In the realm of mathematical induction, the base case is the starting point of every proof. It is crucial to establish this foundation, as it confirms the validity of the statement for the smallest positive integer. Typically, that is for \(n = 1\).
The process involves substituting the smallest value into the inequality or equation being proved. The purpose is to show that the statement is true at this level. For our problem, the inequality is \(n+2>n\). Substituting \(n = 1\), we check:

• Calculate \(1 + 2\) which equals 3.
• Check if 3 is greater than 1.

Observing that \(3 > 1\) indeed holds true, we confirm our base case. Once established, it sets the stage for proceeding to the next part: the inductive step.

Once the base case is established, the next crucial element of mathematical induction is the inductive step. It's like climbing a ladder, step by step. Here, the idea is to assume true for some arbitrary positive integer \(n = k\) and then prove that it holds for the next integer, \(n = k+1\).
In our case, we assume the inequality is true for \(n = k\), which means \(k + 2 > k\). This is our inductive hypothesis. Next, we aim to prove it for \(n = k+1\):

• Substitute \((k + 1)\) into the inequality: \((k + 1) + 2 > (k + 1)\).
• Add 1 to both sides of the hypothesis \(k + 2 > k\) to get \(k + 3 > k + 1\).

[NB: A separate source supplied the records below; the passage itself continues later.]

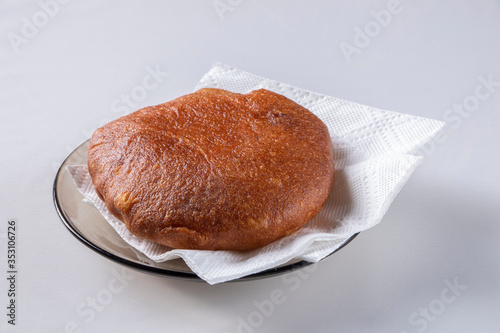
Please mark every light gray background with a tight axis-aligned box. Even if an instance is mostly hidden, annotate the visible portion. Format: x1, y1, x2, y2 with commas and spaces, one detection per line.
0, 0, 500, 333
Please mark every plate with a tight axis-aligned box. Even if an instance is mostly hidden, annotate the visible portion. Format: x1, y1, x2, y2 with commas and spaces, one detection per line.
53, 140, 357, 281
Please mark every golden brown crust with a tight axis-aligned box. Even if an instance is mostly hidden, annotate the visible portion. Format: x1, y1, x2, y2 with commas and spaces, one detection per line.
88, 89, 334, 250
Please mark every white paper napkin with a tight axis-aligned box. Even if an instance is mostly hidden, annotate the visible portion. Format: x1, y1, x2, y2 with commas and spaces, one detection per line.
68, 63, 444, 284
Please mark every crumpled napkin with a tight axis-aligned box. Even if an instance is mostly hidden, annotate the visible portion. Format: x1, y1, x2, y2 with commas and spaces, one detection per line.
68, 63, 444, 284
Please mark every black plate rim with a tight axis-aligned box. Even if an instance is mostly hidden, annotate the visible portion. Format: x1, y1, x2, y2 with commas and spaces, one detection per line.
52, 140, 359, 281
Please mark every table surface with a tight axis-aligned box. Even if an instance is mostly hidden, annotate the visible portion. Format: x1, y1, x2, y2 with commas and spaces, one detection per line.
0, 0, 500, 333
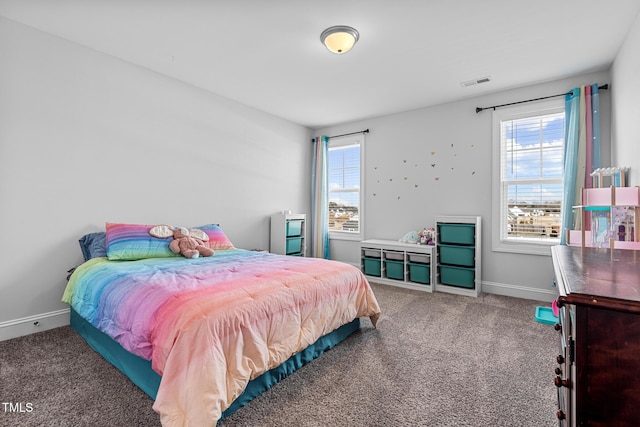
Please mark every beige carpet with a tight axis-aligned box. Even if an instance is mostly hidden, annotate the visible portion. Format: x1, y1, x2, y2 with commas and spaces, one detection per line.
0, 284, 559, 427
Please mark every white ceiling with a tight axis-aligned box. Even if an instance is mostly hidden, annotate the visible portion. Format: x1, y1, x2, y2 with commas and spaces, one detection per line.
0, 0, 640, 129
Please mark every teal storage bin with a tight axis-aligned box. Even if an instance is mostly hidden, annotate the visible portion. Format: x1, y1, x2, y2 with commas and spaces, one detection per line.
287, 237, 302, 255
362, 257, 382, 277
438, 265, 476, 289
409, 262, 431, 285
384, 260, 404, 280
438, 245, 476, 267
438, 223, 476, 245
286, 219, 304, 237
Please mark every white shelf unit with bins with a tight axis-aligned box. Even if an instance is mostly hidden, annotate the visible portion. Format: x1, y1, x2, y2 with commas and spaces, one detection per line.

This deduction solidifies our proof, as it demonstrates that if the statement holds for one integer, it will hold for the next. Therefore, thanks to the principles of mathematical induction, the inequality holds for every positive integer.

In mathematical induction, the concept of a positive integer is fundamental as it refers to any whole number greater than zero: \(1, 2, 3,\ldots\). These numbers are essential because induction typically seeks to prove statements applicable to all such integers.
When we set up an induction proof, we often start by examining the smallest positive integer, usually \(n = 1\), to establish the base case. This is crucial because 1 is the first step in the sequence of positive integers.
Then, we progress to proving that if the statement is true for any arbitrary integer \(k\), it must also be true for the next integer \(k + 1\). Broadly, positive integers provide the structured sequence we require to apply the induction process methodically. This ensures that our proof covers not just a few cases but all positive integers, comprehensively confirming the validity of the statement in question.